So though the campus placement process at business school led me to joining GE Consumer Finance as a Management Trainee, a year down the line I shifted to PwC's Government Reforms and Infrastructure Development consulting practice. Over two challenging years, I got to work on diverse infrastructure and government projects across the sub-continent - from restructuring Bangladesh Railways, to assessing the feasibility of what soon became India's most controversial SEZ (Nandigram), to helping India's largest agricultural bank develop a portfolio of financial products for the natural resource management sector to helping Indian Railways structure four landmark Public-Private-Partnerships with the private sector. The travel was often the most exciting and challenging part - from meeting trade unions in Chittagong to meeting villagers and microfinance institutions in villages in Gujarat and Kerala, to going to a railway factory in Varanasi to learn how diesel engines were manufactured to spending weeks in government offices in Dhaka. Government and the public sector was a huge inefficient engine that faced so many challenges from lack of resources and corruption, to lack of expertise and ideas. I realised that I was passionate enough about working on problems facing governments in the developing world, particularly in the infrastructure / energy sector, to go back to school and study public policy.

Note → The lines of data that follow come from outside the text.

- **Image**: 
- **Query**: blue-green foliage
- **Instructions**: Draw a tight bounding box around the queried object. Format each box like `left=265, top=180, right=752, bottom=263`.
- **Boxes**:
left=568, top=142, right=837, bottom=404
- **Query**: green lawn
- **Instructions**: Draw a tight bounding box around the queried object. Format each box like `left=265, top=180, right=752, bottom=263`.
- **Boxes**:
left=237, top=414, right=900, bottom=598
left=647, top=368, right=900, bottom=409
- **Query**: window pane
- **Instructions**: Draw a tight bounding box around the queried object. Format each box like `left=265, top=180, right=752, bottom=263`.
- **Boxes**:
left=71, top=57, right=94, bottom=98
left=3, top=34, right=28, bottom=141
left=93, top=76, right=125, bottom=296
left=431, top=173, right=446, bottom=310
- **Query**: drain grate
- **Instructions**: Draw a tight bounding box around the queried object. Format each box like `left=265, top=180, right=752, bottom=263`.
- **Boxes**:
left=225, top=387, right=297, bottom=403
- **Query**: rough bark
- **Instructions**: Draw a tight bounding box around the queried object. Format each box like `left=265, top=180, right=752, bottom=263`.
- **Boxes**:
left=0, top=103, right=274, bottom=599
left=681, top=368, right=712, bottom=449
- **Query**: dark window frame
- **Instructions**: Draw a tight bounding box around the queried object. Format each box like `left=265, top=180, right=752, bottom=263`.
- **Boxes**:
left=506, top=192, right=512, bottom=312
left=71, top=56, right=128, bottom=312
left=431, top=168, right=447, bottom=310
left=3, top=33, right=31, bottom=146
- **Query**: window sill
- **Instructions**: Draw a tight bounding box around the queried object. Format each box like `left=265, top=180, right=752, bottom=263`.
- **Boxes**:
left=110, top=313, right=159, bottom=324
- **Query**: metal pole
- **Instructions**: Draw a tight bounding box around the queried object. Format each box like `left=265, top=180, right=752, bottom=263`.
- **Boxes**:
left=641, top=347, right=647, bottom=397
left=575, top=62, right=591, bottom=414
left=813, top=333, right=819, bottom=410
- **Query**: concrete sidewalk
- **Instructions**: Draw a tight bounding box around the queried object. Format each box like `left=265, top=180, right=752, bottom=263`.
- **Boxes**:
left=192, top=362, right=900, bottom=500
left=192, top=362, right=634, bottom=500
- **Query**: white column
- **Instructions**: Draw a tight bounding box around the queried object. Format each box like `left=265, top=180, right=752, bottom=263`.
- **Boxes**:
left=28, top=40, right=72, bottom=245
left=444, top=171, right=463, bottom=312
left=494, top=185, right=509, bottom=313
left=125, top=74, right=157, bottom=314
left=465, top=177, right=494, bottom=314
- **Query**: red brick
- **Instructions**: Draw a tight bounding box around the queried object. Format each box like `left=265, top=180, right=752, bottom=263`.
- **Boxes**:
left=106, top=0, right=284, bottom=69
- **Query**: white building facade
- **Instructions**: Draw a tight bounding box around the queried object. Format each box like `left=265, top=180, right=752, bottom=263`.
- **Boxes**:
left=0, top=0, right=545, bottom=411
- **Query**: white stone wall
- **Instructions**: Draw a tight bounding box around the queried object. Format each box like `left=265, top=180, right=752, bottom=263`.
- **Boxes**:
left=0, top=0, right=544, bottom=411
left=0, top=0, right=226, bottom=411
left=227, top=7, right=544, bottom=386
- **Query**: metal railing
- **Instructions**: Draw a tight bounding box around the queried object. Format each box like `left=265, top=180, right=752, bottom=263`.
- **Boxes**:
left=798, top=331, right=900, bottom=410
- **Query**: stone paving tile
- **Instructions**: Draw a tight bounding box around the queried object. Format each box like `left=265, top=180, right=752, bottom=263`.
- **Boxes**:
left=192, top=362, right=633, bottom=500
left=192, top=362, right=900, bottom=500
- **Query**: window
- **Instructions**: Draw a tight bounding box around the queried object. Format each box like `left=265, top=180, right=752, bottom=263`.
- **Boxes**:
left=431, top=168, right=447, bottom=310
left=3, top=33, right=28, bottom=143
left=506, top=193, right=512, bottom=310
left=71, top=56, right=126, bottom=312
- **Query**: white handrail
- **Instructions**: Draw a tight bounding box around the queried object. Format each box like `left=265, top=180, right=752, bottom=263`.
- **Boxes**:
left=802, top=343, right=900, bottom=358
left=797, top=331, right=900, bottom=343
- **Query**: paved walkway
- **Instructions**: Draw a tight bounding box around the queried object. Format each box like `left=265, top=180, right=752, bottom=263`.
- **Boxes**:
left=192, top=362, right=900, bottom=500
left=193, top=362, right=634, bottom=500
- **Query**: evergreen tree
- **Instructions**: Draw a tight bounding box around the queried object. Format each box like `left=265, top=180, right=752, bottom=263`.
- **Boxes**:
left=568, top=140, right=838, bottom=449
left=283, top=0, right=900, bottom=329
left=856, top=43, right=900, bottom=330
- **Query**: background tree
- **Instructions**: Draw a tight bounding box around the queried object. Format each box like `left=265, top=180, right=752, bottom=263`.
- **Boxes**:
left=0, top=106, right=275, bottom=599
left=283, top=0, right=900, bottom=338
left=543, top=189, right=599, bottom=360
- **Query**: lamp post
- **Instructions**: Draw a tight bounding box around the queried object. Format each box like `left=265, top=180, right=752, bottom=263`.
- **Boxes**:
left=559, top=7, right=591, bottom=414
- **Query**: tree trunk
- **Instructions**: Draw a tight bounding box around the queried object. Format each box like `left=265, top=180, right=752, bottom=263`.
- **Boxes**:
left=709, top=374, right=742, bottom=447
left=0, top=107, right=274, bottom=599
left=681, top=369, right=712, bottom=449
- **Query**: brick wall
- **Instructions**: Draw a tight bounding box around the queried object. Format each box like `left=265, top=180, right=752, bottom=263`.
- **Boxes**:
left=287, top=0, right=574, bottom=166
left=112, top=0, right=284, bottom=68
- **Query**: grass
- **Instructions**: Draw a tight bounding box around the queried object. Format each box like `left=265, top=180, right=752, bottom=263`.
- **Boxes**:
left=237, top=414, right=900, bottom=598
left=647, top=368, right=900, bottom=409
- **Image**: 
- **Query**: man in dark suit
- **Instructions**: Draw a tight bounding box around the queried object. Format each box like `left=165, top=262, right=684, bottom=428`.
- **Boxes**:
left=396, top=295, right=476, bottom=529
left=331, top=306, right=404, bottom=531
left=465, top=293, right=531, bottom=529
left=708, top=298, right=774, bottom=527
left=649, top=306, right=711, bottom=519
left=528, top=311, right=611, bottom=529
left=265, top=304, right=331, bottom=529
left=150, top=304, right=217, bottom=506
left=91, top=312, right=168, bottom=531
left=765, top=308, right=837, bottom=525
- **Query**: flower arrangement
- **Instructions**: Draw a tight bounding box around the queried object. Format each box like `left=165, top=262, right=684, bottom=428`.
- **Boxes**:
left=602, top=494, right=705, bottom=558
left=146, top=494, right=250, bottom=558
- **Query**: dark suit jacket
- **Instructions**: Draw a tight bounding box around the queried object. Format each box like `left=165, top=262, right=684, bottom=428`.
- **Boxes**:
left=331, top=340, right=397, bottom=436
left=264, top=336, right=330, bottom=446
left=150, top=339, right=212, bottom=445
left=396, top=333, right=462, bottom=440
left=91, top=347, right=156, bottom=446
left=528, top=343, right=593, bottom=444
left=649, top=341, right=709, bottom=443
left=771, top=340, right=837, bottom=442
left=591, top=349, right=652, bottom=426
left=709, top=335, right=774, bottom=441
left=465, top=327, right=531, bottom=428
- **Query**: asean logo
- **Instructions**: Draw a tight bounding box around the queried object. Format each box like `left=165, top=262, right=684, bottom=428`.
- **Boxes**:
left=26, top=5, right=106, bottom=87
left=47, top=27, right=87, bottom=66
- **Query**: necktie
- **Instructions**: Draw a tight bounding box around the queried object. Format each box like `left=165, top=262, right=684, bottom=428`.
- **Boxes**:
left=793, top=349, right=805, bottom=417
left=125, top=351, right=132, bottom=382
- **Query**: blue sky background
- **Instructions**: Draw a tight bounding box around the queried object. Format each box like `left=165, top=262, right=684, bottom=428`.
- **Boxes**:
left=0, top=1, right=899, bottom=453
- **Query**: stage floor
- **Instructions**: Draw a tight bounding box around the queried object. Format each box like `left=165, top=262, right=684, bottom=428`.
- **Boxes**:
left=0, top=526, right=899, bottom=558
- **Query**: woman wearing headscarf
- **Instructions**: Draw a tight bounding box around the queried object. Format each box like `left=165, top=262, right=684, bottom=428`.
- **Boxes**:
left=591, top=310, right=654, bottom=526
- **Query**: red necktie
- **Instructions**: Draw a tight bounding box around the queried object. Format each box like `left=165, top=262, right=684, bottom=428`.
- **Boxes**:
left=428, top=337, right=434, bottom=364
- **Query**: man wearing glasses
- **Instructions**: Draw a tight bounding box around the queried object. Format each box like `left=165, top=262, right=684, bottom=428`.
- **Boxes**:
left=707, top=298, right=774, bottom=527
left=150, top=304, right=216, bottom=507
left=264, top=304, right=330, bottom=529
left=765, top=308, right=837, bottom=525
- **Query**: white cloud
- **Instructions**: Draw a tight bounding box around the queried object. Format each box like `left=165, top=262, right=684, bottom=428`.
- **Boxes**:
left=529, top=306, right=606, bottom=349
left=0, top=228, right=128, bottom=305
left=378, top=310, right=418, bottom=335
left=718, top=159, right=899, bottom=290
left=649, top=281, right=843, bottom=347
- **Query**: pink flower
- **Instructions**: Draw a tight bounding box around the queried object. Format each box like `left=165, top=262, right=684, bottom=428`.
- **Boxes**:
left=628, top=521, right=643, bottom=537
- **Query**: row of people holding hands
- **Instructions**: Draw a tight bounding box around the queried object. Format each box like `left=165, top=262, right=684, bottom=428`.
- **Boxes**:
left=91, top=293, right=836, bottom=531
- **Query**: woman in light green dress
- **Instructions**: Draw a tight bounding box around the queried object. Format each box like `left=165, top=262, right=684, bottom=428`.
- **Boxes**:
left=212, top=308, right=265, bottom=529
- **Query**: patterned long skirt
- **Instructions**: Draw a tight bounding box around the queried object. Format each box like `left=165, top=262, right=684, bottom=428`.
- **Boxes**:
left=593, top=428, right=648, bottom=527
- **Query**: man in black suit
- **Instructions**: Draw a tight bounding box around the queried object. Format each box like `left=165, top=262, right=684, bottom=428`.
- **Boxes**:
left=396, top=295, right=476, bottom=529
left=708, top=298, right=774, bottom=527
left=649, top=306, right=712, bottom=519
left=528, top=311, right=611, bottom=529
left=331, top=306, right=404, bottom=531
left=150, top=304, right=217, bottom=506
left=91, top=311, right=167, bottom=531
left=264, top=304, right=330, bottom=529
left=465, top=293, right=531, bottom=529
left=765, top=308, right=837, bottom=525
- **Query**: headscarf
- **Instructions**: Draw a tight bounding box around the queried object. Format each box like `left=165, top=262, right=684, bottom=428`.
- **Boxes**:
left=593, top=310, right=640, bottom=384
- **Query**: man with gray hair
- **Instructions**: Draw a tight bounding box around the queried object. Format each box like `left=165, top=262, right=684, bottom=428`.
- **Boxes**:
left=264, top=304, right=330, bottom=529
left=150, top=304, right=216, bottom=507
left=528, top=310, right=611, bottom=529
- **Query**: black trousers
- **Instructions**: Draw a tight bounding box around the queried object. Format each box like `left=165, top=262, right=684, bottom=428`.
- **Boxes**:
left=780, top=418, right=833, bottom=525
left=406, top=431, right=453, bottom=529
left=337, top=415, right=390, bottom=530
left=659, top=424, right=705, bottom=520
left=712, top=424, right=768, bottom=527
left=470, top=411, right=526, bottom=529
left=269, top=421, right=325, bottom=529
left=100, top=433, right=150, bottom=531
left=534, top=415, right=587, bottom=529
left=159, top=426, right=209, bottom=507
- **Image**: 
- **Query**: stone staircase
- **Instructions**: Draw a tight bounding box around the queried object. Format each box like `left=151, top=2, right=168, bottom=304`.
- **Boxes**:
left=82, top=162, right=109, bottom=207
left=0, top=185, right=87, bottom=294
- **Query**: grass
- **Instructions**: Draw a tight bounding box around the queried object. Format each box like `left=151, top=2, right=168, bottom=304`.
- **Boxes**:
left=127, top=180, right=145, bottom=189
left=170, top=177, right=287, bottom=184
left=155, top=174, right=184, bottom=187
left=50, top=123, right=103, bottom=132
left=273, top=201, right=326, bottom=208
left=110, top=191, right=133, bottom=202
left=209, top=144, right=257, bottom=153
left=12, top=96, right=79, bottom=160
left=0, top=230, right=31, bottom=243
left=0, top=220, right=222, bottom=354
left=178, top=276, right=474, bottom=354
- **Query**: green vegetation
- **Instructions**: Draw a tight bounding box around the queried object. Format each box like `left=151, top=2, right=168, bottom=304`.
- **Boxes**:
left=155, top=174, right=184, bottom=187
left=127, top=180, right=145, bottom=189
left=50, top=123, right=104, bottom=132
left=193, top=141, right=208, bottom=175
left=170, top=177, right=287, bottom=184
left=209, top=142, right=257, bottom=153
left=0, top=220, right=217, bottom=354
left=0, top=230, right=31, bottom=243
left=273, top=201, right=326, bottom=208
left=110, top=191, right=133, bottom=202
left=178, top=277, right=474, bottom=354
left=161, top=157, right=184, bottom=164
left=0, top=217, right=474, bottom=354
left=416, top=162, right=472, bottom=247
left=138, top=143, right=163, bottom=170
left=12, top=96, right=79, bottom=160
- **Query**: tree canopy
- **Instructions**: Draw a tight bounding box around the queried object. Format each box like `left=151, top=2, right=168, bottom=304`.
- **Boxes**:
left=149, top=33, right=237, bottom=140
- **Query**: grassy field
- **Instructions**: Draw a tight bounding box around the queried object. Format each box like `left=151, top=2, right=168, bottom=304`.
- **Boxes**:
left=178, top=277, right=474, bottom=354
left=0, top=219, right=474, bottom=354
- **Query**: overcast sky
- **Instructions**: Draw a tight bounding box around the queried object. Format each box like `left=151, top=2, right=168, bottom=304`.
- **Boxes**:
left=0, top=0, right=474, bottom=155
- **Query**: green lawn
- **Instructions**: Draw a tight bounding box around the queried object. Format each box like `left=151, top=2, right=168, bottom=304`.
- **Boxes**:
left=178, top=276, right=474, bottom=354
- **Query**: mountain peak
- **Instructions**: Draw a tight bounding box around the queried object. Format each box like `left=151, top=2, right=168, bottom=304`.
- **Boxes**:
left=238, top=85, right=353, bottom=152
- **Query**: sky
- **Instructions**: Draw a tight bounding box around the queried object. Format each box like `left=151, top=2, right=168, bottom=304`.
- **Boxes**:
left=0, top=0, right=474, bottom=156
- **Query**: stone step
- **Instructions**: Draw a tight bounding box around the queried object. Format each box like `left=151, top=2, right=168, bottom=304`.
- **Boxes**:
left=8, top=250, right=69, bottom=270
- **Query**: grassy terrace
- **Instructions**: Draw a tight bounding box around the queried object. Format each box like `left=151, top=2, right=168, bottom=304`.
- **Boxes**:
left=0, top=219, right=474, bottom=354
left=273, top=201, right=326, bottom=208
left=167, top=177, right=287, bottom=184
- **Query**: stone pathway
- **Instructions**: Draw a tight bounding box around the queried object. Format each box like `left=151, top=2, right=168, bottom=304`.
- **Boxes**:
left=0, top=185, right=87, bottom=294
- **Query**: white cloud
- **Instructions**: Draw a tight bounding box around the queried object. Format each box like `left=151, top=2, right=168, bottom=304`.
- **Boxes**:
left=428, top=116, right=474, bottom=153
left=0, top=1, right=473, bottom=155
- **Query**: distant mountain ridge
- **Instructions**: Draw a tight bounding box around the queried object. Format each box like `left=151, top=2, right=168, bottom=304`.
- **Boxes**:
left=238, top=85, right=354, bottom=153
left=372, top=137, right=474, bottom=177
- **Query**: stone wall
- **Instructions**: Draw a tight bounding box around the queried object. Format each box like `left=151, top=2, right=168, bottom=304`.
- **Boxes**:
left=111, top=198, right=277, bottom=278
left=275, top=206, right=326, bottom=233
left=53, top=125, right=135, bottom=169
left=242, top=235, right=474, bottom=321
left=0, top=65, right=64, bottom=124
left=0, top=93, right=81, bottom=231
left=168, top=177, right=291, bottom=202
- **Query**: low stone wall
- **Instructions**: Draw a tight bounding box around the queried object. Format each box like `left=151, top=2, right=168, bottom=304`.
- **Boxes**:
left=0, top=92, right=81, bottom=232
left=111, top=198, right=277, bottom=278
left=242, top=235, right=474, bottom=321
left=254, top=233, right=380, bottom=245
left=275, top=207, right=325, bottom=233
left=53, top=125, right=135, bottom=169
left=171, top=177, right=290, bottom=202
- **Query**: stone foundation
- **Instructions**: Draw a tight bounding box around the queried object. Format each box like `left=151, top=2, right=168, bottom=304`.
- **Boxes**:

So in late November I took the plunge while in Bangladesh, and spent a crazy December in Bangladesh studying for my GMAT, writing five essays and contacting recommenders spread across the globe. On Christmas eve, I wrote my GMAT and ruined the rest of my Christmas holiday editing and researching my essays. March 15th, 2008, will forever remain etched in my memory for the mail from Harvard that entered my inbox. The initial euphoria did evaporate though, after I learnt that I had received no financial aid. Much soul-searching ensued. Would working in a well-paying private sector consulting job in the US after my MPP, to pay off my huge debt, defeat my entire objective of working in development? Was it worth giving our family property as collateral for the huge loan? After dozens of phone calls to various people in the US, discussions with so many helpful friends and senior colleagues, my family and I decided that it was worth making such a huge investment, one that would hopefully reap returns for me over a lifetime.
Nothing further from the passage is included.